There were four doctors in Fleischmanns in Basil Todd’s day, three drug stores, four grocery stores, two barbershops and 32 hotels and boarding houses. As a 16-year-old, Basil helped build the dam that created Lake Switzerland. Just a couple of years ago, the State of New York demolished that dam and returned that artificial lake, located across from the St. Regis Hotel, to the Vly Creek streambed.
Lake Switzerland was built by Charles Vermilyea in 1907 for summer recreation – boating and swimming – and winter ice harvest. The dam was destroyed in the early 21st century to prevent catastrophic failure and the destructive flooding such failure would bring.
Basil Todd experienced catastrophe himself when he and his young wife went away for a few days in October 1912. At that time, they lived in a house on the road to the Fleischmanns train depot, near today’s Hasay Realty office. Their house burned to the ground while the young couple was out of town, destroying all their earthly goods. Just a few weeks back, quick work by the Fleischmanns Volunteer Fire Department on a Sunday night, prevented another fire in the same neighborhood from becoming such a catastrophe.

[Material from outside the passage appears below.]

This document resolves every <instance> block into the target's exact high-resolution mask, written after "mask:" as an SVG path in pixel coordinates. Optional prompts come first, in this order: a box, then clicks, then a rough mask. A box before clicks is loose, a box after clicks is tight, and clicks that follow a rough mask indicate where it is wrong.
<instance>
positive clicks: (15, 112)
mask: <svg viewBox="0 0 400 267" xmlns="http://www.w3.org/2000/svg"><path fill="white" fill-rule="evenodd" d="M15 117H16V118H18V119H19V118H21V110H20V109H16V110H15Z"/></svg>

Signing his letters, B.C. Todd, Basil seemed to revel in the fact that he and Bill Morrison were the “oldest surviving ‘Natives’ of Griffin Corners and Fleischmanns and vicinity.” His memory went back all the way to Matthew Griffin, pioneer founder of that settlement, who was a 95-year-old dealer in wool and hides when Basil Todd was a boy. Matthew Griffin was also a “pettifogger,” our letter-writer’s term for one who practiced law without any formal legal training. Griffin’s son, DeWitt, was a trained lawyer who practiced his profession out of an office in today’s Valkyrian Motel on Fleischmanns’ Main Street.
Basil Todd’s granddaughter remembers him as a highly social and gregarious man, well liked in his community, who was always interested in politics and current events. His extroverted nature is perhaps suggested by his own memory of a suit of clothes he bought one Easter season in Halpern’s Department Store on the main drag in Fleischmanns. That store “carried a very complete line of merchandise, such as Hart, Schaffner & Marx men’s suits, Crosset patent leather shoes and other popular brands of the times and a complete line of women’s wear.”
That particular Easter, Basil Todd walked out of the store in “a green suit of clothes, green shoes and a green derby hat with a red feather in it, all purchased from Halpern’s.” An extrovert’s outfit if I ever heard of one!
Basil Todd left his father’s Redkill Ridge farm at the age of 17 to go to college to learn to be a telegraph operator and bookkeeper. He operated the telegraph at the Fleischmanns Railroad station where the aforementioned Charles Vermilyea was the station agent. Basil also worked during his long life as a carpenter, tax assessor, door-to-door vegetable salesman, and caretaker of the Emery Estate up in Highmount.
It is fitting that a road is named after him. He operated a steamroller one summer when the Redkill Road was first built for automobile traffic.
Basil Todd died in 1973 just before his 83rd birthday. The historical letters he wrote two years earlier left some of what he remembered to the rest of us. We can all learn from that example.